Configure PolyBase to access external data in Hadoop
The article explains how to use PolyBase on a SQL Server instance to query external data in Hadoop.
- If you haven't installed PolyBase, see PolyBase installation. The installation article explains the prerequisites.
- Starting with SQL Server 2019 (15.x), you must also enable the PolyBase feature.
- PolyBase supports two Hadoop providers, Hortonworks Data Platform (HDP) and Cloudera Distributed Hadoop (CDH). Hadoop follows the "Major.Minor.Version" pattern for its new releases, and all versions within a supported Major and Minor release are supported. For information on Hortonworks Data Platform (HDP) and Cloudera Distributed Hadoop (CDH) versions supported, see PolyBase Connectivity Configuration.
PolyBase supports Hadoop encryption zones starting with SQL Server 2016 SP1 CU7 and SQL Server 2017 CU3. If you are using PolyBase scale-out groups, all compute nodes must also be on a build that includes support for Hadoop encryption zones.
Configure Hadoop connectivity
First, configure SQL Server PolyBase to use your specific Hadoop provider.

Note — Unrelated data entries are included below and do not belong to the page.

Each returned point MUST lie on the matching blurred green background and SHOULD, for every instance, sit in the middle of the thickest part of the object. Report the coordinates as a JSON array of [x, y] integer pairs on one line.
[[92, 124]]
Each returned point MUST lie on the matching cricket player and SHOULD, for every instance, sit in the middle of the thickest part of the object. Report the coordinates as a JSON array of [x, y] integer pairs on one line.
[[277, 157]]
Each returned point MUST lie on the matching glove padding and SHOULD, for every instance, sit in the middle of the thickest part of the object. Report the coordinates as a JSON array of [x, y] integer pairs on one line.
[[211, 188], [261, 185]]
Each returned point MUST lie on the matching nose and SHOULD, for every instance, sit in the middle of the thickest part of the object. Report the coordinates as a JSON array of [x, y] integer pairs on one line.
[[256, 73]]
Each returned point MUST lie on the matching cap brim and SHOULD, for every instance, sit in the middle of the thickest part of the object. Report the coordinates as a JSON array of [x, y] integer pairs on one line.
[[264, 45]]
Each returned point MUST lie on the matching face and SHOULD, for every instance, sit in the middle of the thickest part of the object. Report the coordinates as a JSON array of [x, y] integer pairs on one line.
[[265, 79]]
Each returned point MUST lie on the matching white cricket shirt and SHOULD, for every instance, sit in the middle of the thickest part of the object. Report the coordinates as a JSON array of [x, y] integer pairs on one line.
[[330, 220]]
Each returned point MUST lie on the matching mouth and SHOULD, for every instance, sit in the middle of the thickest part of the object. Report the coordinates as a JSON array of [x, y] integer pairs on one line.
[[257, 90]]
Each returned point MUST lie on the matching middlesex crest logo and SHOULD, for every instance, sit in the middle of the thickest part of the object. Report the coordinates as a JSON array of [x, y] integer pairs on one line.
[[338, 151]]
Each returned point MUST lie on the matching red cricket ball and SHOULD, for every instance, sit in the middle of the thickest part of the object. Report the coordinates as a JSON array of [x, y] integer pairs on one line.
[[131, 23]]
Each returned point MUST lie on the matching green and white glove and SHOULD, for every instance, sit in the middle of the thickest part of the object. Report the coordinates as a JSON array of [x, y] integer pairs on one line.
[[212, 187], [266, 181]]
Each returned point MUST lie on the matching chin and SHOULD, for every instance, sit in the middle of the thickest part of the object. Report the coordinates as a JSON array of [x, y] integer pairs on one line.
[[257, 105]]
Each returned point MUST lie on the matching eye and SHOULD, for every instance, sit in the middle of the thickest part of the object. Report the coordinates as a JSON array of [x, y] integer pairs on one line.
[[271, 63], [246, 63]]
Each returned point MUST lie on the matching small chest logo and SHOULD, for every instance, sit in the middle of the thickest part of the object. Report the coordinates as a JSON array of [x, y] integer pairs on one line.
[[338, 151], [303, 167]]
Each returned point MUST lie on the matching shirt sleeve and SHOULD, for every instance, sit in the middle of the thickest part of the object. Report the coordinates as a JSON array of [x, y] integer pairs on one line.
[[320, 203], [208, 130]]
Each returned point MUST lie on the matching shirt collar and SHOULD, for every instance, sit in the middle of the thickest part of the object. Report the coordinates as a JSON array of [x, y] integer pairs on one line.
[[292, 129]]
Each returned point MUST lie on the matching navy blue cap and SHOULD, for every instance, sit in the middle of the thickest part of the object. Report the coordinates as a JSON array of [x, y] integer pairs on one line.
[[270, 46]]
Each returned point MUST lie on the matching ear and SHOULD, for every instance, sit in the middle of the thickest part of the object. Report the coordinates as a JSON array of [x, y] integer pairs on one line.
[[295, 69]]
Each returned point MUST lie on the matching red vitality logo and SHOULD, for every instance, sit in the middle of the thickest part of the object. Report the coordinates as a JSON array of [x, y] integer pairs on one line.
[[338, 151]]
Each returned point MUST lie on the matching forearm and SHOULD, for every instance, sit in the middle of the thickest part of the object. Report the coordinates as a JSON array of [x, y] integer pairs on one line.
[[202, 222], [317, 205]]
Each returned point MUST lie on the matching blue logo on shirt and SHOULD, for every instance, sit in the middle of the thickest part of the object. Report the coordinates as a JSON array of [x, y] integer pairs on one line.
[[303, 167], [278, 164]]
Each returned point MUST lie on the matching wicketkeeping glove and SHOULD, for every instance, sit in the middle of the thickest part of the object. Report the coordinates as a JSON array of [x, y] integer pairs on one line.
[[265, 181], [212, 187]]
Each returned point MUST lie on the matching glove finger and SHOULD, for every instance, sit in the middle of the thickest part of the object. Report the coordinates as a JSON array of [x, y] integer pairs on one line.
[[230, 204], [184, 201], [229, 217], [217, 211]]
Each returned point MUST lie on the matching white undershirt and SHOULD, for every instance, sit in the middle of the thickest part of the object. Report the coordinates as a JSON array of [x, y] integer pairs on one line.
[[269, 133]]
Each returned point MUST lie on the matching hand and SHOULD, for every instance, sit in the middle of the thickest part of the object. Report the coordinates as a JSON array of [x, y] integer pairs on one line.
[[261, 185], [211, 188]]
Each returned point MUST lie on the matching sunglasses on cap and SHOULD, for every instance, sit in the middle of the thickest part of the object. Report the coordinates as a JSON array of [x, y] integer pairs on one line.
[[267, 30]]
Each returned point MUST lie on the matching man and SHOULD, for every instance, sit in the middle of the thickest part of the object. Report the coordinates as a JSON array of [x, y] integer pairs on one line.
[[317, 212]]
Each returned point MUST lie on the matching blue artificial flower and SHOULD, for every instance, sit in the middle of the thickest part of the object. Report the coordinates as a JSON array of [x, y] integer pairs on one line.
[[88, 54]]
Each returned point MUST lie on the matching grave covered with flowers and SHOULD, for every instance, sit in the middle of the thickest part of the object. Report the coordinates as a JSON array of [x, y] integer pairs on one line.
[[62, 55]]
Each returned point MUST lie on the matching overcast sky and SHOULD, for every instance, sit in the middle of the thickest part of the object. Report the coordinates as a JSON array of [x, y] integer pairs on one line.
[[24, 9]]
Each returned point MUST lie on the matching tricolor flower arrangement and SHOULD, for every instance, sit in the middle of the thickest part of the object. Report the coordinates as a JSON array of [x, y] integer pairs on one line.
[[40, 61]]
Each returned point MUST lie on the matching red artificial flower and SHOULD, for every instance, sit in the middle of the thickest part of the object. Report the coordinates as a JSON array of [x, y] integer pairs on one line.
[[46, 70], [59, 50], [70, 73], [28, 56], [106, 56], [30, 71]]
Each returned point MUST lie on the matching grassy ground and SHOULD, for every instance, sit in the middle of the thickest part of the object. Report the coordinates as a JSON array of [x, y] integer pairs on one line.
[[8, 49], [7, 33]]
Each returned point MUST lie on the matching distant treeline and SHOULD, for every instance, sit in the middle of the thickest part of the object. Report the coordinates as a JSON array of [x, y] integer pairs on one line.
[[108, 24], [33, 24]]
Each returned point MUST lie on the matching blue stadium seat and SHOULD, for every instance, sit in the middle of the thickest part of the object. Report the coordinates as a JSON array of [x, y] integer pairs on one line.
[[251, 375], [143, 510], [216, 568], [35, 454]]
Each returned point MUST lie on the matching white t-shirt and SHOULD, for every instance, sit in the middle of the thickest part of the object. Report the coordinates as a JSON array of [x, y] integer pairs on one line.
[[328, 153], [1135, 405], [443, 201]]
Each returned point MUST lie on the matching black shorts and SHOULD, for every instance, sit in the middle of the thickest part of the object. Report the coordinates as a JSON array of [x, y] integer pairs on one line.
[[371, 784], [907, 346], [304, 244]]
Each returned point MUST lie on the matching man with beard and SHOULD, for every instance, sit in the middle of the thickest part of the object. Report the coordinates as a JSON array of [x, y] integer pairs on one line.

-- Values map to various external data sources. -- Example: value 7 stands for Hortonworks HDP 2.1 to 2.6 on Linux, -- 2.1 to 2.3 on Windows Server, and Azure Blob Storage sp_configure @configname = 'hadoop connectivity', @configvalue = 7; GO RECONFIGURE GO
You must restart SQL Server using services.msc. Restarting SQL Server restarts these services:
- SQL Server PolyBase Data Movement Service
- SQL Server PolyBase Engine
Enable pushdown computation
To improve query performance, enable pushdown computation to your Hadoop cluster:
Find the file yarn-site.xml in the installation path of SQL Server. Typically, the path is:
C:\Program Files\Microsoft SQL Server\MSSQL13.MSSQLSERVER\MSSQL\Binn\PolyBase\Hadoop\conf\
On the Hadoop machine, find the analogous file in the Hadoop configuration directory. In the file, find and copy the value of the configuration key yarn.application.classpath.
On the SQL Server machine, in the yarn-site.xml file, find the yarn.application.classpath property. Paste the value from the Hadoop machine into the value element.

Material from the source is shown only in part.